Back on the job losses, Taylor said that in Australia Fletcher was are undertaking a comprehensive review of our operations and expect this would result in a workforce reduction in the order of 500.
"I acknowledge this news will be hard to hear and that this is an unsettling time for all involved. Moving ahead as proposed would mean losing talented and hard-working people from Fletcher Building. Any of our people affected will have made a difference to our company, their teammates and our customers; these decisions are not a reflection of their value or contribution."
Consultation starts in NZ this week
Taylor said the company was beginning consultation "with some of our people and unions this week".
"In New Zealand, we will honour our obligations under the Government Wage Subsidy scheme by retaining our people through the 12-week subsidy period ending 26 June 2020."
(Fletcher received $68 million from the Government through the scheme.)
"We are committed to supporting our people as they leave us and will endeavour to do what we can to help them secure their next opportunity.
"This will include every permanent employee leaving Fletcher Building being paid their redundancy entitlement under the terms of their employment or a payment equivalent to 4 weeks’ base salary, whichever is higher, to recognise and support our people given the exceptional circumstances. We will also be providing a comprehensive range of outplacement and other support services."
Taylor said other cost cutting measures had included looking hard at the company's "operational footprint", exiting some offices to make better use of the space it had in places like the group’s Penrose (Auckland) headquarters, making improvements to the efficiency of its supply chains so that it needed fewer warehouses and depots, and ceasing some unprofitable product lines.
"We will also reduce spend in discretionary areas such as external fees, marketing and travel and we will not be paying any short-term incentives across our businesses for FY20. Reductions of 30% to Board and CEO pay will remain in place through to the end of September 2020."
Costs and debt position
Taylor said the redundancy and restructuring activities would result in some one-off costs yet to be determined but which would be disclosed as part of the group’s full-year results announcement in August.

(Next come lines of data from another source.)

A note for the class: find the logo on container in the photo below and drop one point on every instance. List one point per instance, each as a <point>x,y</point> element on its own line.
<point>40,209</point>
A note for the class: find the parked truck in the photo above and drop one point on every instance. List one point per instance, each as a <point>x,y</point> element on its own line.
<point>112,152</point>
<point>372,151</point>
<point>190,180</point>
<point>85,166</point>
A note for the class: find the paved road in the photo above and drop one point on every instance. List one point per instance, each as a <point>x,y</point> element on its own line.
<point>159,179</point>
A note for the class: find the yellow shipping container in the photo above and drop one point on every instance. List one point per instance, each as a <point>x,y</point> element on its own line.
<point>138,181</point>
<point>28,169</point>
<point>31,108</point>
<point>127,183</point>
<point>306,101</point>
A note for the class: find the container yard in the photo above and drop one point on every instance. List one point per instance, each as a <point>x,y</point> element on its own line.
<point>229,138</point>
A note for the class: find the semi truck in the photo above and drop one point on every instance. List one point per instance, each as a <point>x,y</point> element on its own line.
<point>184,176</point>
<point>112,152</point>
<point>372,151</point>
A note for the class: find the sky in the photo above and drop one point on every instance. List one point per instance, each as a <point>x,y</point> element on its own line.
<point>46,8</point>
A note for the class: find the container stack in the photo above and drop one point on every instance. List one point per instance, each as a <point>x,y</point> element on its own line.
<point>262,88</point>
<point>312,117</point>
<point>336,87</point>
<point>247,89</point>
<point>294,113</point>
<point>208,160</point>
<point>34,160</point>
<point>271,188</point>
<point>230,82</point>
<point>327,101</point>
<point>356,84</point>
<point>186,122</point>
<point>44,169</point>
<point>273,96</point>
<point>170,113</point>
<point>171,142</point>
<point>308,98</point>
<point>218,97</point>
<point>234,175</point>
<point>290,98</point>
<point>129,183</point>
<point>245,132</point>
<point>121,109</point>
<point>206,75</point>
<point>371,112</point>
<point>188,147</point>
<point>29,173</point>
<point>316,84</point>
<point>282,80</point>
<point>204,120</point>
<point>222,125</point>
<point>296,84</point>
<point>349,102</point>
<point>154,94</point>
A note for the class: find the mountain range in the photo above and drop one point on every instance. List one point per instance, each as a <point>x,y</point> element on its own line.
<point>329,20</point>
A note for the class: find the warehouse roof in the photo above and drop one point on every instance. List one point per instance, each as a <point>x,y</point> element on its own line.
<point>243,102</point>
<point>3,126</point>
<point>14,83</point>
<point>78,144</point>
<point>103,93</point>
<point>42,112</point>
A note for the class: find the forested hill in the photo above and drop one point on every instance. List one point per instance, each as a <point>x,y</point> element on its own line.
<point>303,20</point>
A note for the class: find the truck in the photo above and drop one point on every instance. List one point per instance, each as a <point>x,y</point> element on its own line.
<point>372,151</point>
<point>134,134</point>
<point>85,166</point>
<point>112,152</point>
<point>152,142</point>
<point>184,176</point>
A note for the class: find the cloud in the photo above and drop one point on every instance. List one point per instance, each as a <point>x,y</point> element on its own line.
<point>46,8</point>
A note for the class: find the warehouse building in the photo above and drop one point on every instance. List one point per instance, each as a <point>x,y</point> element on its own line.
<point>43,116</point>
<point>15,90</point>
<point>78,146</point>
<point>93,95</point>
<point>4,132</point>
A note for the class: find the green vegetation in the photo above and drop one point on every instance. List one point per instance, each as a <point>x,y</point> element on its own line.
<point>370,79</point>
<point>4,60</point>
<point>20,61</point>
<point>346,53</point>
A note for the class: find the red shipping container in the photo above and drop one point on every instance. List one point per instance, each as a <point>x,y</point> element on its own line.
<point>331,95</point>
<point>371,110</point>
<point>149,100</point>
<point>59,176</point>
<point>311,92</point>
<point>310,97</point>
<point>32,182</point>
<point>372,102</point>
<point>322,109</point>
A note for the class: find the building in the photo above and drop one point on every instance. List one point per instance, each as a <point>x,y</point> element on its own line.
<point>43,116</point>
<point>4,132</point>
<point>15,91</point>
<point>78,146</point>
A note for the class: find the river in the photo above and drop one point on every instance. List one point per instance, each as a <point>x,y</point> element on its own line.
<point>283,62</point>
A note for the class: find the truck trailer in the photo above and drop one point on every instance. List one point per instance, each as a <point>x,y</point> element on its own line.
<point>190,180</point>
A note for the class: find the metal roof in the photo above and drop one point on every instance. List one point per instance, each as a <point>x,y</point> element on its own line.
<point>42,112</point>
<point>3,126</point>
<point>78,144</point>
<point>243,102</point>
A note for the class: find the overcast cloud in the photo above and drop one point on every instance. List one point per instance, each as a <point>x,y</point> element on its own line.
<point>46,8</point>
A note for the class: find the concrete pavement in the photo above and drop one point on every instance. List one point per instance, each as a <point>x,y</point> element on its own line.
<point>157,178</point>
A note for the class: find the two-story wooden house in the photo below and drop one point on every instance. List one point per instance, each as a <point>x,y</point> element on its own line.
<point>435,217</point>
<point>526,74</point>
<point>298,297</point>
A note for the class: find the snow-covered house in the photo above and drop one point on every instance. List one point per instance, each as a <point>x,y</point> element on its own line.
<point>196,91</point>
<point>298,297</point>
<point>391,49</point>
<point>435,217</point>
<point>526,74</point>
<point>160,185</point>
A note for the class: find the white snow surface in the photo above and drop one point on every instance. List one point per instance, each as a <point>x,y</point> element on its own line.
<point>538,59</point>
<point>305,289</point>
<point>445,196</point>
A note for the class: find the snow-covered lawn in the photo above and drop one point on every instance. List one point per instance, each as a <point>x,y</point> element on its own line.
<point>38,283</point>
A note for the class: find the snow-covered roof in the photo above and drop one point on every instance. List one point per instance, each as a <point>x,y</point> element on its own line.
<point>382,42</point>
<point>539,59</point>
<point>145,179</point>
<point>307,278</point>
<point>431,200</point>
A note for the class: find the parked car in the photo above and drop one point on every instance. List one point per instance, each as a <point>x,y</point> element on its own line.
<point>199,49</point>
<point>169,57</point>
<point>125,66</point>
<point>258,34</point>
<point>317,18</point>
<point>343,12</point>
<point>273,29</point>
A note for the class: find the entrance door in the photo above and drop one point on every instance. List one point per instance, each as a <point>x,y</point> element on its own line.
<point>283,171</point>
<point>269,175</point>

The company had continued to focus on preserving cash and liquidity through not only the lockdown period but also looking ahead, Taylor said.
"In addition to the already cancelled interim dividend payment and suspension of the on-market share buyback programme, the group has revised its capital expenditure outlook.
"In the fourth quarter of FY20, capex has been reduced by c$60 million, which means total expenditure for FY20 is now expected to be $240 million compared to a pre-COVID-19 expectation of c$300 million.
"In FY21 the Group expects its core capex envelope to be in a range of $125 million to $150 million, focused on only the most important investments in safety, maintenance and key strategic initiatives. In addition, $50 million will be invested in the new Winstone Wallboards plant in Tauranga in FY21.
"As at 30 April the Group’s (unaudited) net debt was c$650 million and the Group’s leverage ratio (net debt/EBITDA) was 0.8 times, compared to a target range of 1.0-2.0 times.( ) At 30 April the Group had (unaudited) cash on hand of $970 million and undrawn credit lines of $525 million, providing total liquidity of c$1.5 billion. The average maturity of the Group’s debt facilities is currently 3.7 years."